By | International | 15-Nov-2025 19:42:57
India’s undergraduate applications to US colleges have dropped sharply, with new Common App data showing a 14% decline through the November 1 deadline for the 2025–26 admissions cycle.
The fall marks one of the most significant
year-on-year contractions among major international source countries,
signalling a cooling of interest at a time when global mobility patterns appear
to be shifting.
The decline is part of a broader retreat in
international applications across the Common App system, which recorded a 9%
drop in foreign applicants overall. This contrasts sharply with a 7% rise in
domestic U.S. applicants during the same period.

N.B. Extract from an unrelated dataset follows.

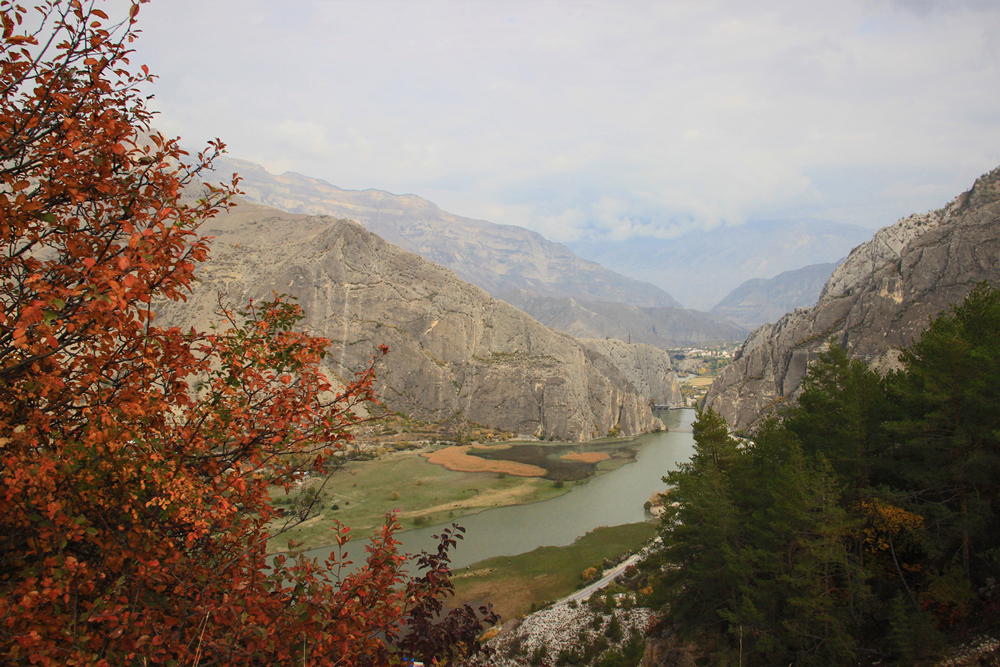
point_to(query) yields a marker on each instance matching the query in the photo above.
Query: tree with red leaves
(136, 459)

The slide in Indian applicants led a regional
contraction across Asia, which saw a 9% decline overall. The Common App noted
that “this decline was driven by a substantial 14% drop in applicants from
India.” Africa recorded an even steeper fall of 18%, fuelled by a dramatic 43%
drop from Ghana.
Of the ten highest-volume international
countries, only Vietnam and Uzbekistan posted growth. Other key
contributors—including China, which remains the largest sender of international
applicants — also registered declines.
The contraction spanned all levels of
institutional selectivity, with the largest drops seen at colleges admitting
50–74% of applicants and those with admit rates above 75%.
Even as international numbers fell, the Common
App platform saw overall growth. A total of 962,284 distinct first-year
applicants applied to 916 returning member institutions—up 5% from last year.
Total applications jumped 10% to 4.71 million, and the average number of
applications per student rose to 4.9.
Applications surged among several US demographic
groups:
·
Black or African American applicants: +16%
·
Applicants identifying as Two or More Races: +11%
·
First-generation applicants: +12%
·
Fee-waiver-eligible applicants: +10%
Rural applicants recorded particularly strong
growth at 15%, compared to 6% from metropolitan areas.
Test score reporting also changed. The number
of applicants submitting scores increased by 11%, while non-reporters declined
by 1%. First-generation, underrepresented minority and fee-waiver-eligible
students continued to report scores at lower rates, though reporting rose
across all groups.
The Common App noted that the current year’s
international decline represents an acceleration from the previous cycle, when
foreign applicants had increased by 5% through the same November 1 deadline.
Key
international changes:
·
India: –14%
·
Asia overall: –9%
·
Africa: –18%
·
Ghana: –43%
·
Vietnam: Increase
·
Uzbekistan: Increase
The data suggests a shifting global admissions landscape — one where US domestic demand continues to rise even as international pathways undergo a recalibration.